It may seem comical to watch videos of dogs who have seemingly destroyed a favorite pillow or chewed up the furniture while the owner was away. There might be a dog sitting in the corner looking slightly guilty while he is humorously grilled to figure out “whodunnit?” But the reality of these situations may be more than just bad manners when left alone. In fact, it may be something much more serious that can affect dogs of any shape, size, or breed.
Small dogs, in particular, may struggle with what is known as “separation anxiety”. This is a condition where a dog may become stressed when left alone or when he sees signs of his owners preparing to leave the house. Symptoms of separation anxiety can manifest as general destructiveness, using the bathroom inside the house, or even dangerous attempts at escaping the home entirely. A small dog with this type of anxiety may bark incessantly, tear at the molding along doors or walls, or use the bathroom in inappropriate places. It’s important to understand that this type of anxiety is not bad behavior, but it is a genuine mental condition that needs to be addressed.

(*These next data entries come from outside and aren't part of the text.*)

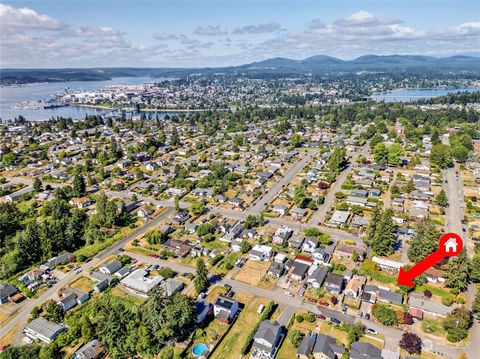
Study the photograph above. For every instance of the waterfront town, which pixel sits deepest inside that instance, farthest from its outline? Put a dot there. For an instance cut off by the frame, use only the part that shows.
(260, 232)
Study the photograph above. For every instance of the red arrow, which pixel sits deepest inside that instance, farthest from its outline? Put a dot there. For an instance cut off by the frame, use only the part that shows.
(407, 277)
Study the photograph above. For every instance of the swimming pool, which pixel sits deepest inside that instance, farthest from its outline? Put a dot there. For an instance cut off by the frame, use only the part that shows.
(199, 349)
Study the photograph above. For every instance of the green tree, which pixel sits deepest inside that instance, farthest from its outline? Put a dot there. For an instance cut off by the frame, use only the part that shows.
(424, 242)
(37, 184)
(395, 154)
(197, 208)
(380, 153)
(441, 155)
(295, 337)
(338, 160)
(441, 199)
(385, 238)
(457, 323)
(475, 268)
(54, 311)
(201, 277)
(78, 185)
(456, 272)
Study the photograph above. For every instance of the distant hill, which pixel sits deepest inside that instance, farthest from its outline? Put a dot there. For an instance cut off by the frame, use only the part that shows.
(278, 67)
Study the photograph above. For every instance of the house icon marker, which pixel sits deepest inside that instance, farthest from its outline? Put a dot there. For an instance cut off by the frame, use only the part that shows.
(451, 245)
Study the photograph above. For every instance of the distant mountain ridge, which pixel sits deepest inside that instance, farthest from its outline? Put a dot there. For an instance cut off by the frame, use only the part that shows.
(277, 67)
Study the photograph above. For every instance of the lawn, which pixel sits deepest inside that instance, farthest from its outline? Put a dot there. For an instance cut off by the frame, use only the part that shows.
(433, 326)
(215, 292)
(84, 284)
(232, 343)
(329, 329)
(252, 272)
(119, 292)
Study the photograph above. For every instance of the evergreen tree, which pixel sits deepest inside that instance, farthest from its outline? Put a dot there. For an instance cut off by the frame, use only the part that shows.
(78, 185)
(201, 277)
(457, 270)
(424, 242)
(385, 238)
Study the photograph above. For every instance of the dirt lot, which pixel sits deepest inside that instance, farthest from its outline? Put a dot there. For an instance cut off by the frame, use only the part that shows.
(252, 272)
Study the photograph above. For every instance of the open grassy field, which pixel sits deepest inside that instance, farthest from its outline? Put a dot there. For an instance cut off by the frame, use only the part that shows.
(83, 283)
(232, 343)
(119, 292)
(252, 272)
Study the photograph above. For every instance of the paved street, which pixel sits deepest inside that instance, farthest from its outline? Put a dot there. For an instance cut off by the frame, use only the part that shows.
(22, 315)
(319, 215)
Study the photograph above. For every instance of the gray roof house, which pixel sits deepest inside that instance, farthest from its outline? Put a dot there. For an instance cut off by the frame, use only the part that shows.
(44, 330)
(91, 350)
(326, 347)
(267, 339)
(111, 267)
(6, 291)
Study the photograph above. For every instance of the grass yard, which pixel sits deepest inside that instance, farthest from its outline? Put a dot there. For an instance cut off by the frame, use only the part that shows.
(252, 272)
(433, 326)
(119, 292)
(328, 329)
(231, 345)
(215, 292)
(84, 284)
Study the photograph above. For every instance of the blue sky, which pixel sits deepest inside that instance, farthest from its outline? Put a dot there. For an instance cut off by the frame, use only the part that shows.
(218, 33)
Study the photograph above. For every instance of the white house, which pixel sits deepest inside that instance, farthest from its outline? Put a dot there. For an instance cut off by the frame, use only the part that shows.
(261, 253)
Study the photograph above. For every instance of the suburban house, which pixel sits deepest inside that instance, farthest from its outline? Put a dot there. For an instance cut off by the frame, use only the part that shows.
(296, 242)
(372, 293)
(354, 286)
(281, 235)
(91, 350)
(44, 330)
(340, 218)
(111, 267)
(225, 309)
(334, 283)
(317, 278)
(144, 211)
(139, 282)
(427, 306)
(202, 309)
(70, 297)
(276, 269)
(310, 244)
(267, 339)
(261, 252)
(299, 270)
(7, 291)
(82, 202)
(326, 347)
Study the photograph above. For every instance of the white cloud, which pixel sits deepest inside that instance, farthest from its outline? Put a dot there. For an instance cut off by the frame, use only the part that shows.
(210, 30)
(164, 36)
(25, 18)
(259, 28)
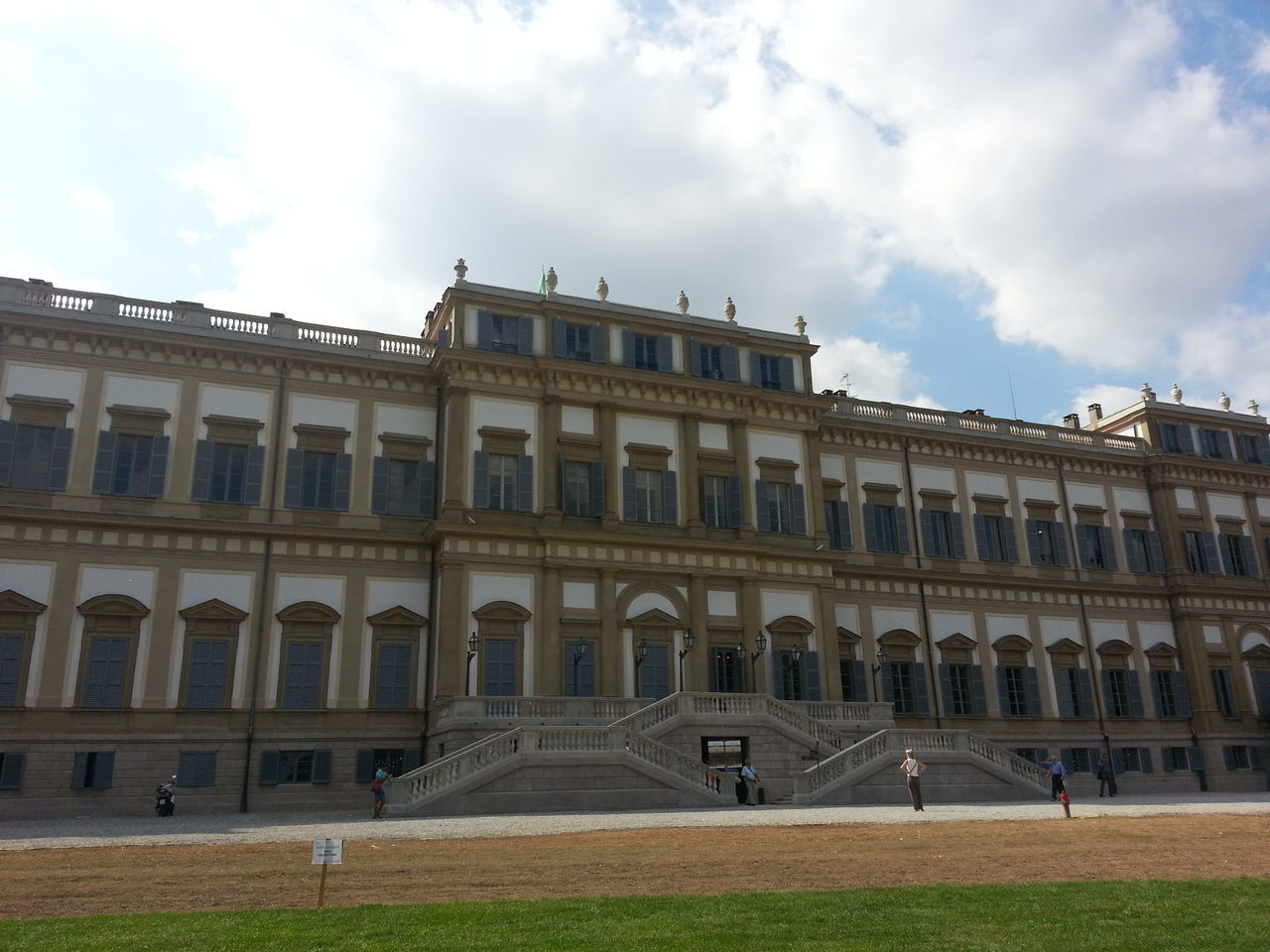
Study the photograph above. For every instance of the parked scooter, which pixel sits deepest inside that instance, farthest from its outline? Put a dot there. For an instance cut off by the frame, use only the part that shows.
(166, 797)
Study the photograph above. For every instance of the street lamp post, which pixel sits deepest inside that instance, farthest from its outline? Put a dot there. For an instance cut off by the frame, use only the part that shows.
(640, 654)
(761, 644)
(689, 640)
(881, 660)
(579, 652)
(472, 642)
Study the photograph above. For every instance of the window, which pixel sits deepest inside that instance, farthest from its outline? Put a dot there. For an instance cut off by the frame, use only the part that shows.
(1215, 444)
(942, 535)
(578, 341)
(720, 502)
(504, 334)
(1202, 552)
(645, 352)
(295, 767)
(10, 770)
(581, 488)
(780, 508)
(837, 524)
(1176, 438)
(195, 769)
(1047, 544)
(503, 481)
(649, 495)
(93, 770)
(1173, 699)
(885, 529)
(1142, 551)
(1093, 543)
(712, 361)
(1224, 692)
(1238, 556)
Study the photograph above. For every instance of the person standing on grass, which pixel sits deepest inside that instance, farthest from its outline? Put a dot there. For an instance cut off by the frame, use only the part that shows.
(912, 769)
(751, 778)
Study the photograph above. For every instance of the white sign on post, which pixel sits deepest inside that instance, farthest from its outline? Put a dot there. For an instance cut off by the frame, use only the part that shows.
(327, 851)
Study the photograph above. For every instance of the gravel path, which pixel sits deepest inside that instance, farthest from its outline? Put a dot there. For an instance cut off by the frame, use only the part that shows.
(357, 825)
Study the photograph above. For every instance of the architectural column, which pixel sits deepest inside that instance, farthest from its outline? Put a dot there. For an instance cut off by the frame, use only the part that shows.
(456, 453)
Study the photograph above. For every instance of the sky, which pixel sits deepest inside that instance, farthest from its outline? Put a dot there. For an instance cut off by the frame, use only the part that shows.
(1020, 207)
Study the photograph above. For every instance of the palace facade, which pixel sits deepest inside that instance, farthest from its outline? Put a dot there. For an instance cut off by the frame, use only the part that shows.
(559, 552)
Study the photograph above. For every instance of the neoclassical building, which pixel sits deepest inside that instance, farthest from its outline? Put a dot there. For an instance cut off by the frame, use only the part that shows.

Dealing with separation anxiety in small dogs requires tons of work and patience, especially in the early stages. Nobody wants a stressed out pup! You’ll need to take steps to properly diagnose separation anxiety by doing research and writing down your dog’s symptoms. Consider setting up a camera or webcam when you’re away to really get a good idea of what your dog does when you leave the house. Depending on the severity of his anxiety, there are several pathways to recovery that can be explored, but any dog with this type of disorder can use these techniques together for added benefit and effectiveness.
Plan on spending about three to four months working through this issue with your small dog, especially if he is particularly attached to you! It takes time to recondition your dog’s thinking in order to trust that you’ll come back when you leave. Don’t hesitate to use these techniques even with a puppy, as it can help to establish a comfortable foundation later on if he ever needs to be left alone for some time.
Have your dog assessed by a veterinarian before engaging in any of these training methods, as you’ll want to be able to rule out a medical condition that may be causing similar symptoms. If he is properly diagnosed, then you can continue to prepare for your training.
Have a discussion with anyone else who shares your home as to what type of training method you’ll be using, then get any supplies together to place in an easily accessible area. Treats and toys can be good distractions and reinforcement tools, while a crate may provide a safe area to house your pup when you’re away. Get everyone on the same page and focus heavily on consistency throughout your training. Coping with separation anxiety very often takes the effort of multiple people in order to provide adequate support to the dog who needs it.